Stevie ilk müdahale sonrasında başka bir hastaneye sevk edilir. Kafatasında kırık ve muhtelif morarma ve eziklerle bir süre daha (4 gün) komada kalır. Annesi başta olmak üzere ailesi ve yakın dostları Kuzey Carolina Baptist Hastanesine sanatçının yardımına koşarlar. Hastane müzisyen ve hayranların ziyaretçi akınına uğrar, geçmiş olsun mesajları yağar.
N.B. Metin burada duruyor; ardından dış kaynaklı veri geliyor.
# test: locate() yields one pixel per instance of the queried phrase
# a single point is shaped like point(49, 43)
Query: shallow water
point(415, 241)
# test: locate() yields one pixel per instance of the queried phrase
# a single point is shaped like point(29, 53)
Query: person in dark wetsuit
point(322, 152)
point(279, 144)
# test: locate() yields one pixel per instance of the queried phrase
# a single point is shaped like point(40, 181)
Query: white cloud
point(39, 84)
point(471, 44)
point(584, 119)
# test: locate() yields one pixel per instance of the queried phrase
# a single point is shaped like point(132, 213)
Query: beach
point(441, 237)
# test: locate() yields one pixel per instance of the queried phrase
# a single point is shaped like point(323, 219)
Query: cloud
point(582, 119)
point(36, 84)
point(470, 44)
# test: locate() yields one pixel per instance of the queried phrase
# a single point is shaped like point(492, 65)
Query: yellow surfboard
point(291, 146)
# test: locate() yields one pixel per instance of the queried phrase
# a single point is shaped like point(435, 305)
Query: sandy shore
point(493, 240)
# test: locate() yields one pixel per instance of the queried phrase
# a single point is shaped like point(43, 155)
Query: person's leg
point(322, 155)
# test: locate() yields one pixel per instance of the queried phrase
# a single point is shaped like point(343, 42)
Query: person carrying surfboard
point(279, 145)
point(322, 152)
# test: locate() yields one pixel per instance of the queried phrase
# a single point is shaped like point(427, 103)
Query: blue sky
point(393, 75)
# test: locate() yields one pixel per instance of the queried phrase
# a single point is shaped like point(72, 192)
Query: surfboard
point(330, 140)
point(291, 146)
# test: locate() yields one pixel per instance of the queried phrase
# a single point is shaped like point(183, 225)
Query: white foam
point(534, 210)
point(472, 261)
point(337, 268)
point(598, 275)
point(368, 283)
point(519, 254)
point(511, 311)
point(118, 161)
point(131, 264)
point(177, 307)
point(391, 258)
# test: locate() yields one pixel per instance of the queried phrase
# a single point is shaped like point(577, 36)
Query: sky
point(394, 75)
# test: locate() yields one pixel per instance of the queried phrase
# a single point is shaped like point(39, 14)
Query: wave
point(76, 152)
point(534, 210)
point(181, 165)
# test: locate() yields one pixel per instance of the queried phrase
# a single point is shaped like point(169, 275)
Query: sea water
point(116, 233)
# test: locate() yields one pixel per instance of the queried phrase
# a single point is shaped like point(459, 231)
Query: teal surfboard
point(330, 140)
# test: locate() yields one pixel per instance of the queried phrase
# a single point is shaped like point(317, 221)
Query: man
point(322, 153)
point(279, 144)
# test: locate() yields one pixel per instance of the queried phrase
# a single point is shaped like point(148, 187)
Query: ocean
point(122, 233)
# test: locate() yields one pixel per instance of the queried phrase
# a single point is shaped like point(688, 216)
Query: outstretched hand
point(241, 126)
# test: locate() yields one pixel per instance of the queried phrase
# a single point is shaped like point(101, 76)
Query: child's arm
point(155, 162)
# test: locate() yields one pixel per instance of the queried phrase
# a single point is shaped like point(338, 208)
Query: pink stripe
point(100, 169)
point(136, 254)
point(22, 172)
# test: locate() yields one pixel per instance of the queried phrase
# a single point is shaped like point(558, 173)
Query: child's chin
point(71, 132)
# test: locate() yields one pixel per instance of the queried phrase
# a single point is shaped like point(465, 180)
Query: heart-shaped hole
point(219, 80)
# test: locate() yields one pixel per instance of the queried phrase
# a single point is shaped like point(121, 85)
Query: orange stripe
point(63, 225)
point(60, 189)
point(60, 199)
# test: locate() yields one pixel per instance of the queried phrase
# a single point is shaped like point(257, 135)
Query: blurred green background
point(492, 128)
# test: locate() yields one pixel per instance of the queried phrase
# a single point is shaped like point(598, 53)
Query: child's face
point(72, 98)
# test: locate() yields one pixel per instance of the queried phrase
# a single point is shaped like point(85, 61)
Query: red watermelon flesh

Kaza sonrası ilk 3 günde, umutlar tükenir, Stevie Wonder'ın hayatından umutlar kesilirken onu hayata tekrar müzik döndürür. Şöyle ki;

Stevie'nin basın ilişkilerini yürüten, aynı zamanda konser menajerliğini yapan Ira Tucker hastaneye vardığında herkesi sessiz ve üzüntü içerisinde bulur. Tucker, doktorlara Stevie'nin oldukça sesli müzik dinlediğini aktarır ve "sesli" bir tedavi stratejisi önerir. Zararı olmaz denir ve Ira 1–2 başarısız bağırma çağırma denemesinden sonra Stevie'nin kulağına tüm gücüyle üstte de detaylı olarak anlattığım "Higher Ground" şarkısını söyler. Stevie bir süre sonra parmaklarını oynatır, ardından ritme de uyarak bu kabustan uyandığını ispat eder. Koku ve tat alma duyularında sıkıntı yaşansa da kademeli bir iyileşme gerçekleşir.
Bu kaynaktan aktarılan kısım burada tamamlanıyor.